Kaynak: TUİK Hanehalkı Bilişim Teknolojileri Kullanım Araştırması 2011
Yukardaki tabloda dikkat çeken unsurlardan birisi kırsal bölgedeki İnternet alışveriş oranlarının birinci, üçüncü ve dördüncü kategorilerdeki kentlerden daha yüksek olmasıdır. Kırsal bölgelerden sipariş verilen giyim ve spor malzemelerinin oranının toplam içindeki payı %31,8 ile kentlerden verilen sipariş yüzdesinin 3,5 üstündedir.
2011’de e-ticaret hacminin büyümesinde önemli etkisi olan özel alışveriş lulüpleri yöneticilerine çeşitli konferanslarda bu konuya ilişkin sorular yöneltilir. Kent ve kırsal bölge farkı, İstanbul dışından, Anadolu’dan gelen sipariş oranlarının toplam içindeki payı merak konusu olur. Yöneticilerin yanıtları ise çoğu zaman bu bulguyu destekler niteliktedir.
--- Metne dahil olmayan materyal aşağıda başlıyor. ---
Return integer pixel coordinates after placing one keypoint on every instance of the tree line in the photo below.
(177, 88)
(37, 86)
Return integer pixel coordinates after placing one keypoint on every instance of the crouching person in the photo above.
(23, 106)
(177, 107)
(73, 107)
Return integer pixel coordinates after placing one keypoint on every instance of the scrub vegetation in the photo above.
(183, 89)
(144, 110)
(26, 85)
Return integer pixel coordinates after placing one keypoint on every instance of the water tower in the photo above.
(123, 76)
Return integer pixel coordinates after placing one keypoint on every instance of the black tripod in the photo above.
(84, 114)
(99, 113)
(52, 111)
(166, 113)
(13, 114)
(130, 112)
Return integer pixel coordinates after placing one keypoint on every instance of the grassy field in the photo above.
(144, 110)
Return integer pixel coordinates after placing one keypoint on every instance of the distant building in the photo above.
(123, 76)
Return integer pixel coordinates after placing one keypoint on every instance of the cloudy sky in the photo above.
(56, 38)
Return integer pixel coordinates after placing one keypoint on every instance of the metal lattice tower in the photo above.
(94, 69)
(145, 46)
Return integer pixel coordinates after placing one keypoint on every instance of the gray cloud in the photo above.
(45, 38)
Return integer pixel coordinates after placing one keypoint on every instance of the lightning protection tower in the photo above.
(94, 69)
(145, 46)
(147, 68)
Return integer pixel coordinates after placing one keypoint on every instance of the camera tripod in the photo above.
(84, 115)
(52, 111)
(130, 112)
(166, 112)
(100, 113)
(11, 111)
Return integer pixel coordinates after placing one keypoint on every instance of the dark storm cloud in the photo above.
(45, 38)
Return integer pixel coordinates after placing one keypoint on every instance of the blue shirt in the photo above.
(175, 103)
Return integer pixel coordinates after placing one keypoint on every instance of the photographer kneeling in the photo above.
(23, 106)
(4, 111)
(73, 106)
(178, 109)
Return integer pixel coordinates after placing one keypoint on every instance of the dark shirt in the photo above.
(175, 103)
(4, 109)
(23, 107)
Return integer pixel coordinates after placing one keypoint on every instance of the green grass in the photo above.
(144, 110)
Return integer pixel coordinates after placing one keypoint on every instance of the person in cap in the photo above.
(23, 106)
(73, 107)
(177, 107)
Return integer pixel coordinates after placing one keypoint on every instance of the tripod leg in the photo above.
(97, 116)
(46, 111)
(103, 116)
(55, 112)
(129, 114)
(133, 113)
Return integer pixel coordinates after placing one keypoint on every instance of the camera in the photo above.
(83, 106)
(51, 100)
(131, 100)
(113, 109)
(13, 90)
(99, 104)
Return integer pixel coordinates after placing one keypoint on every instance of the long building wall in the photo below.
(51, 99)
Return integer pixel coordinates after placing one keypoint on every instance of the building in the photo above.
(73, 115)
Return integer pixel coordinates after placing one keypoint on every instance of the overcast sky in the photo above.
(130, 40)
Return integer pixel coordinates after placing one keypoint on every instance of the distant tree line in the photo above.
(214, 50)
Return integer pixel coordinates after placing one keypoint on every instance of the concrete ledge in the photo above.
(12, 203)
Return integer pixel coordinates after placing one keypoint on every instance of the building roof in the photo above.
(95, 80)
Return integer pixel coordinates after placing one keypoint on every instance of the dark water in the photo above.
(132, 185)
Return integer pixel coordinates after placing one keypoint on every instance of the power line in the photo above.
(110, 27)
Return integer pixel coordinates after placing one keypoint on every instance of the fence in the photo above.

Büyük mağazalara fiziksel olarak erişimi zor olan kesimden ve Anadoludan gelen siparişlerin hiç de azımsanmayacak düzeyde olduğunu söylerler. Üstelik sepet ortalamalarının fazla olduğunu ve bir kişinin aynı üründen birden fazla sipariş verdiğini dile getirirler. Bu konuyla ilgili tespitleri ise siparişleri veren tüketicilerin bunları çevrelerine hediye etmek amacıyla veya İnternetten alışveriş işlemi yapamayanlar adına da yaptıkları yönündedir.
“Elektronik araçlar, gıda maddeleri, bilgisayar ve ek donanım” kategorilerinde kent ve kır farkı yok denecek kadar az iken “ev eşyası” siparişinde yine kırsal kesimden gelen sipariş yüzdesi kentlerden gelen sipariş yüzdesinden 4,2 daha yüksektir. Seyahat ile ilgili diğer faaliyetler (seyahat bileti, araç kiralama vb.) kategorisinde ise kentlerden gelen sipariş miktarının kırsal kesimden gelen siparişten %40 daha fazla olması da anlaşılabilir bir durumdur.
Kısaca özetlemek gerekirse, e-ticaret firmalarının hedeflemesi gereken daha çok tüketici bulunmaktadır. İnternetten alışveriş yapanlar kadar, İnterneti kullanmasına rağmen alışveriş yapmayanları hedefleyip pastayı büyütmek tüm e-ticaret firmalarının görev ve sorumluluğudur. Rakibin müşterisini almak için yorulan kafaları biraz da hiç müşteri olmayanları müşteriye çevirmek için yormak gerekmez mi?
*Kaynak olarak TUİK’in Ocak 2011- Mart 2011 arasında gerçekleştirdiği Hanehalkı Bilişim Teknolojileri Kullanım Araştırması kullanılmıştır. Bu araştırmada, bazı sorular 12 aylık (Nisan 2010 – Mart 2011 arası) baz alınarak sorgulanmıştır. 16 ve 74 yaşlar arasında en az bir bireye sahip 12,348 hanede gerçekleştirilen bu araştırmada toplam görüşme yapılan birey sayısı 38,485 kişidir.